Concerning surgical insertion guides, several studies have described different materials to produce this intraoperative device, including silicone, synthetic resin, thermoforming films, or titanium [27]. According to their elastic characteristics, the results might change, adding errors to the attained insertion depth or angulation. Tatakis et al. explored another possible cause of mistakes that produce inaccuracies in the final implant location [28]. They suggested that one potential reason might be the space that exists between the system’s drill and the guiding unit of the insertion guides [28]. Their research revealed that differences between the inner and outer diameters of the blade and the guide sleeve have a direct impact on the accuracy [28]. Laederach et al. pointed out that a small gap cannot be avoided since significant mechanical frictional forces can develop [28]. The polymeric guides are usually easier to fabricate but with the disadvantage of being larger and sometimes having a mixed anchorage. On the contrary, the titanium guide is smaller and with a bone screw anchorage can precisely fit the planned position. Unlike other guides, zygomatic implant placement can also be completed without removing it, so the final exit point and angulation control are fully provided by the device [27,28]. Moreover, the proposed bone-supported titanium guide can offer the possibility to plan a guided conventional implant placement in the same guide. The results showed how an accurate definition of the implant starting point, trajectory, and exit point was achieved and ZI placement was associated with a more predictable implant position.
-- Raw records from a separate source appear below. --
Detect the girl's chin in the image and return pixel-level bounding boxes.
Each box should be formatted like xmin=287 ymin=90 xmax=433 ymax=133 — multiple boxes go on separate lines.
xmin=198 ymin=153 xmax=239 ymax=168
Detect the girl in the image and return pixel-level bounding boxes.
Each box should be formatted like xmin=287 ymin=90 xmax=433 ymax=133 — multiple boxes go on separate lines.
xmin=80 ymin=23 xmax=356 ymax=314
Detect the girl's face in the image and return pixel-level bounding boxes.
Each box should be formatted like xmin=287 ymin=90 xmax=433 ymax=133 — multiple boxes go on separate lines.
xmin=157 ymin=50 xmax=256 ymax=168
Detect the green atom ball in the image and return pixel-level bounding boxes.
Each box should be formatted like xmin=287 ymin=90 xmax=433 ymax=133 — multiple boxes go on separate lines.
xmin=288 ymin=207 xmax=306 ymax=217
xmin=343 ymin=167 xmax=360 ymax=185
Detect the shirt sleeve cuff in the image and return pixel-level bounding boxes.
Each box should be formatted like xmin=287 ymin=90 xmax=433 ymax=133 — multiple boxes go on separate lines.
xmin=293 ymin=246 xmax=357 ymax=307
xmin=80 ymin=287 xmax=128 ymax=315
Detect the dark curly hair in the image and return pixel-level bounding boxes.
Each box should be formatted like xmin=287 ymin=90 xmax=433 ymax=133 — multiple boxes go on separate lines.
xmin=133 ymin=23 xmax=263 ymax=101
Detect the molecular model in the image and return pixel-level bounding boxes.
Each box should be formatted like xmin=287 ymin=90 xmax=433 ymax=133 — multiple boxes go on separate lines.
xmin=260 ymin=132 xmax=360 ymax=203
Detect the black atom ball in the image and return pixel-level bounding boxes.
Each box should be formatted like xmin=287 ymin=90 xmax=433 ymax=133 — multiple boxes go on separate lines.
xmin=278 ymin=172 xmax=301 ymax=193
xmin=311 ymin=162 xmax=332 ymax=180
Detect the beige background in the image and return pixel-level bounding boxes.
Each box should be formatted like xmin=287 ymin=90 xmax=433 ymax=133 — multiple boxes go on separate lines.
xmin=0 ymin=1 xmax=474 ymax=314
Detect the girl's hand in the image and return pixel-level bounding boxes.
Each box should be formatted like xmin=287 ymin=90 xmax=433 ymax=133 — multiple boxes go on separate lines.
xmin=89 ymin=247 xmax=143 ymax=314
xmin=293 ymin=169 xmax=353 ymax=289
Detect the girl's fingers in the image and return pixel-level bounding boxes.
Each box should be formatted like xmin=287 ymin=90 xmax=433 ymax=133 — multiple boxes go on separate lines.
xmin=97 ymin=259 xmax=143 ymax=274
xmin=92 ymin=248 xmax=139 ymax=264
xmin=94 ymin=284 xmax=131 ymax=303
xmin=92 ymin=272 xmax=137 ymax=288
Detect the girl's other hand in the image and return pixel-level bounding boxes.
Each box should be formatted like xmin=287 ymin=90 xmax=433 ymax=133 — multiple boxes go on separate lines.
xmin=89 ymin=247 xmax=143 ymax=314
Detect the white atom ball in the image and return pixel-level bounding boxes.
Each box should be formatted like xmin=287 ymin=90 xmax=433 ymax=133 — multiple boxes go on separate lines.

There are some limitations that should be considered. First, a relevant impact of surgical experience on the accuracy of implant placement is to be expected, mainly for the adequate placement of the bone-supported surgical guide. In this study, all patients had been treated by one experienced clinician. Second, this study may have been underpowered by the lack of a control group treated with free-hand surgery. Third, image error, technological error, registration, calibration error, and human error are all factors that can affect guided implant surgery [29]. The imaging model and associated imaging parameters have a significant impact on image quality. The CBCT, rather than CT, may influence the accuracy of planning ZI surgery [29]. The pixel size and slice thickness may influence the planning-related software associated with the printing algorithm within and may generate a technical error. Image importation, image reconstruction, occlusion plane definition, arch curve drawing of the prosthesis-driven implant planning, and fine implant adjustment were performed with different types of pre-operative planning software. Moreover, the use of long drills instead of short traditional ones may lead to a minimal loss of precision. However, this effect should be minimized by the titanium sintered guide compared to free-hand surgery, due to guide’s specific design. In the same way, the guide may reduce the effect of a surgeon in an uncomfortable position handling rotary instruments.

5. Conclusions

The results obtained with this surgical procedure appear to be promising. The findings of this study may help clinicians in selecting a more accurate technique for placing ZIs. This study shows that with a bone-supported guide, the surgery may achieve a high level of accuracy even in fully edentulous patients. Despite the inherent difficulties of osteotomy driving the angle formation due to the length of the zygomatic implant, the guided ZI surgery showed a minimal difference between the planned and positioned implants. Additional studies and randomized clinical trials comparing guided versus free-hand surgery are required to assess the predictability of this procedure. As a result, when the zygomatic implant is necessary, fully guided surgery should be considered in the decision-making process for the surgical approach.